ケトジェニックダイエットを柔軟に取り入れることは、食習慣の見直しにつながる。 photo : iStock
厳密にケトジェニックダイエット行う場合には、ニンジンやビーツなど糖質の多い野菜を含め、すべての糖質を排除するが、より柔軟に取り入れる場合は、リンゴ一切れやプラム、豆類などの摂取が認められる。そのため、一部の専門家たちは、柔軟な方法を採用することを推奨している。
「地中海式ダイエットと同様、砂糖やジャンクフード、ジュースや炭酸飲料の消費が抑えられます。また、オーガニックの卵、良質の肉、いわしなど、『良質な脂肪の量だけを増やします。豆類はでんぷん質の代わりになるので、一日中持ちこたえられる。つまり、完璧にバランスの取れた食事なのです」とアレクサンドラ・ダルは説明する。
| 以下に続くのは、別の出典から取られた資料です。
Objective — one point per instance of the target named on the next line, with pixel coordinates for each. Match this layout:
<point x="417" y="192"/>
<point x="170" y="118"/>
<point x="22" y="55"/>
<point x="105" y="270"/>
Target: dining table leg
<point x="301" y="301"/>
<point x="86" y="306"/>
一方、厳格なケトジェニックダイエット行う場合は長期的なリスクがある、と専門家たちは警鐘を鳴らす。「タンパク質と脂肪の過剰摂取は健康に悪影響を及ぼし、食物繊維も十分に含まれていません。したがって、それを補う栄養補助食品を摂取する必要があります」とジャン=ミッシェル・ルセルフは強調する。
知っておきたいこと:ケトジェニックダイエットを実践する前には必ずかかりつけ医に相談しよう。たとえば、腎臓結石を患っている場合、この食事法を採用することはお勧めできない。ケトン体の生成には健康な腎臓が必要だからだ。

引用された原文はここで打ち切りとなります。